Em declarações à Lusa, o porta-voz dos lesados considerou positivo o passo dado pelo Governo liderado por António Costa, acrescentando que receberam a garantia de que será encontrada “uma solução justa e equitativa para as pessoas que foram expropriadas, num prazo máximo de quatro a cinco meses”.

“O Governo está empenhado na solução do problema”, defendeu Ricardo Ângelo, recusando-se revelar quem lidera e quem integra o referido grupo de trabalho, que irá “criar um molde que seja aceite por todos os intervenientes para chegar a uma solução”.

Ainda hoje, em assembleia geral, os lesados do BES vão escolher quem os vai representar nas negociações com o recém-criado grupo de trabalho, acrescentou o responsável.

“O objetivo [da reunião] é legitimar uma equipa da associação para representar os lesados nessas negociações”, disse, quando questionado sobre a agenda da assembleia geral.

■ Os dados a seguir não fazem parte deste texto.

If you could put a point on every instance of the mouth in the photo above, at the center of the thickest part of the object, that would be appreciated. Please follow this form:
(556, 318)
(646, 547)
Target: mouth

Durante a concentração em frente à sede do Novo Banco, na Avenida da Liberdade, em Lisboa, Ricardo Ângelo realçou a “nova postura” dos lesados, que decidiram “dar o benefício da dúvida ao Governo e ao Novo Banco”.

“Mas caso haja algum entrave neste caminho que está a ser seguido, estamos dispostos a voltar a protestar na rua”, justificou.

Mais de uma centena de lesados do papel comercial do GES concentraram-se esta manhã em frente à sede do Novo Banco, onde fizeram a árvore de Natal com vários recados aos novos e antigos governantes.

Vindos sobretudo do norte do país, os lesados do papel comercial do Grupo Espírito Santo (GES), vestidos com uma gabardina vermelha e chapéu de Pai Natal, trouxeram um pinheiro que colocaram no cruzamento da Avenida da Liberdade com a Barata Salgueiro.